If it is clear how such a system would benefit its citizens, who would be empowered by access to better and more tailored services? Nation-states themselves can benefit: in an era where the boundaries between private and public sectors are becoming thinner and thinner, and the battlefield for power has shifted from share of physical territory to share of attention via data and information, small and innovative countries such as Estonia or Bermuda (where Hub Culture is based) have the chance to broaden the “public” of their services and to scale global services in new ways — an idea which seemed impossible before the digital era.
Within Hub Culture new services provide tethers to build governance and rules across a distributed network of Hubs, providing communities large and small a way to develop and share characteristics of governance. This system, which became available in 2019, is called Propel and can be applied to any type of community, anywhere. Some application of community governance, perhaps with liquid democracy as part of this process, is crucial to maintaining buy-in and engagement with the new communities of virtual citizens emerging across the world. Many of these are driven from within the evolving nation-state structure, but the reality is that the vast majority, like Hub Culture, are evolving outside of this structure and seeping back in.

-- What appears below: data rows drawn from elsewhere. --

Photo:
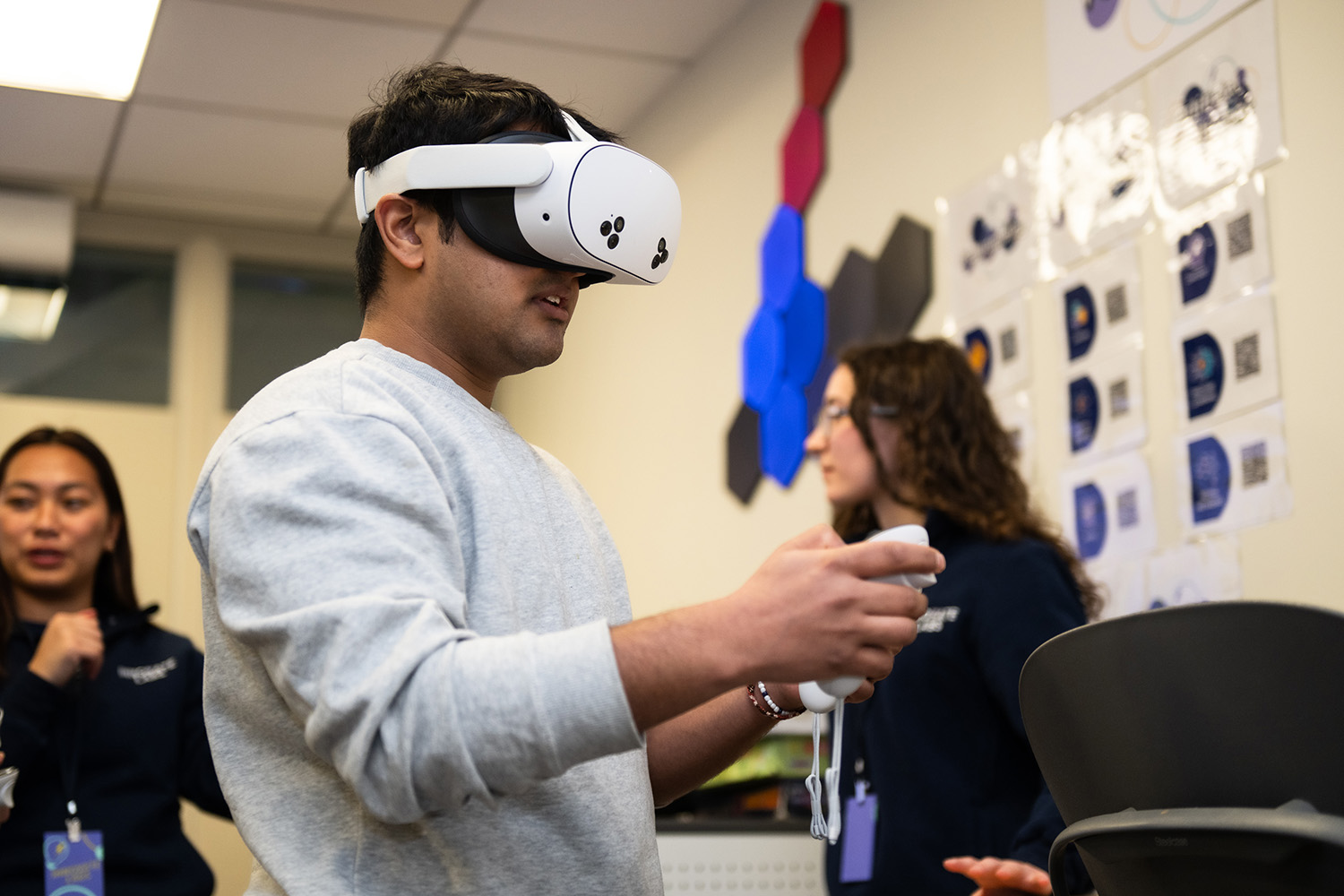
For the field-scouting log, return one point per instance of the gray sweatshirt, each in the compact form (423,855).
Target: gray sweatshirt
(410,685)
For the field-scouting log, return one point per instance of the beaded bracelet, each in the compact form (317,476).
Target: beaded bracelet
(771,710)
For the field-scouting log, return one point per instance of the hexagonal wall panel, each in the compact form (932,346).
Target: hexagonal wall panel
(905,277)
(804,332)
(745,454)
(823,54)
(804,158)
(784,426)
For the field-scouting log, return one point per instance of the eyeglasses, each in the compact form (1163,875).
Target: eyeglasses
(831,413)
(827,417)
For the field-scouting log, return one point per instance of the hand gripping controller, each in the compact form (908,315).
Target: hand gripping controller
(823,696)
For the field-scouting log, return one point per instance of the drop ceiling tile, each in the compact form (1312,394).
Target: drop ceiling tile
(612,90)
(277,61)
(53,139)
(636,27)
(260,211)
(201,156)
(441,13)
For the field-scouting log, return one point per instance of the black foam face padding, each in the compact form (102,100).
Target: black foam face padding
(487,217)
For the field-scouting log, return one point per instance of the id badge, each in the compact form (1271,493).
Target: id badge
(73,866)
(860,836)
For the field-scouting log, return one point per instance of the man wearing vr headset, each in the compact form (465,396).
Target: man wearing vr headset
(422,672)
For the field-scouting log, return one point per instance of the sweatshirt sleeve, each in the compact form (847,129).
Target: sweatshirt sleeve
(1029,599)
(196,780)
(30,705)
(336,560)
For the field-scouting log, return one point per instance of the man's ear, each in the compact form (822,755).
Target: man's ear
(397,220)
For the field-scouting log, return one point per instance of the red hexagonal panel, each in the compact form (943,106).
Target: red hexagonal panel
(804,158)
(824,53)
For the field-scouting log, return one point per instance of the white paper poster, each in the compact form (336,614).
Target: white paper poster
(1107,402)
(1094,45)
(1207,570)
(1228,359)
(1013,413)
(1234,474)
(1107,508)
(1094,177)
(988,238)
(1215,107)
(997,344)
(1099,304)
(1124,586)
(1219,247)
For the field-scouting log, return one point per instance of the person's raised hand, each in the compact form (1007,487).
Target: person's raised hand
(70,642)
(814,613)
(1000,876)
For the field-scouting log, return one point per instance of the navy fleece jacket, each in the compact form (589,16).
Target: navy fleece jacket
(134,740)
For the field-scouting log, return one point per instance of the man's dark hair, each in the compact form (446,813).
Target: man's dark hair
(115,583)
(441,104)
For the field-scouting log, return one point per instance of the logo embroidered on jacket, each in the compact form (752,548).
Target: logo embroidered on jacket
(144,675)
(937,616)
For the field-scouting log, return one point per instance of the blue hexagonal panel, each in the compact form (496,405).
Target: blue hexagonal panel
(905,277)
(804,332)
(781,257)
(745,454)
(784,427)
(852,304)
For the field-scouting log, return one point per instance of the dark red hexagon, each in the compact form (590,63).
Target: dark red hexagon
(804,158)
(824,53)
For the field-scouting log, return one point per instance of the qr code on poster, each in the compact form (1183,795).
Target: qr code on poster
(1246,352)
(1117,306)
(1239,236)
(1254,463)
(1126,508)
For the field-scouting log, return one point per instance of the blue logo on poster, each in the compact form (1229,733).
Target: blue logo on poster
(1082,413)
(1198,260)
(1090,520)
(1210,478)
(1081,320)
(978,354)
(1203,374)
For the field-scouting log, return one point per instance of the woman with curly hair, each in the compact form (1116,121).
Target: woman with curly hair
(908,435)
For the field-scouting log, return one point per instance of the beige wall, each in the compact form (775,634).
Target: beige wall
(935,93)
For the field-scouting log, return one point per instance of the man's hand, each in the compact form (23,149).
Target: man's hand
(70,642)
(1000,876)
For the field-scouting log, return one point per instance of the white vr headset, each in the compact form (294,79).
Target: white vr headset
(537,199)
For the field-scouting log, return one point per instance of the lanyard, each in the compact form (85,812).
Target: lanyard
(67,751)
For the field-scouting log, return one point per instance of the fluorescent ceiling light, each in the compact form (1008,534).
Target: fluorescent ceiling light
(30,314)
(82,47)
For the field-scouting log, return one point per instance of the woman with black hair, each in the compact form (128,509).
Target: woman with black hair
(102,712)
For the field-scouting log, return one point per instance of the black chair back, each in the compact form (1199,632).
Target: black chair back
(1196,748)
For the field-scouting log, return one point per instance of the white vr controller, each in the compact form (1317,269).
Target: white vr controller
(823,696)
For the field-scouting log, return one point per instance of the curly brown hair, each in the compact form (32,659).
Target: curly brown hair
(115,584)
(952,452)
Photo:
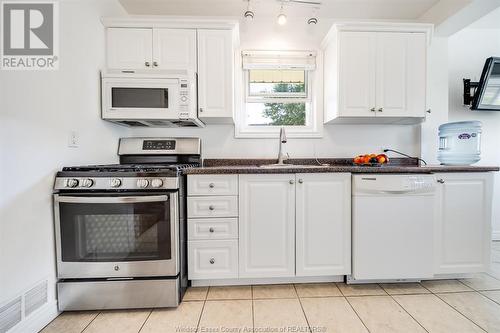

These are the outlines of what a virtual state can look like in the future: a digital territory system with social services based on the idea of a self-selecting community which can be labeled as “multi” or “post” national, anchored to progressive states with forwarding looking legal frameworks for rule maintenance and enforceability. Some of the challenges include equitable access, rules for who gets to participate and how, and the financial models associated with these platform services. Real integration of such services may grant participating citizens with better, more distributed and even decentralized services, easing emerging burdens traditional nation-states seem to have trouble adapting toward.
In practice, this transformation cannot happen without the collaboration of nation-states and anchor jurisdictions for the application and interpretation of the law. We can never forget that, even if we are all going digital, we are still living together in the real world.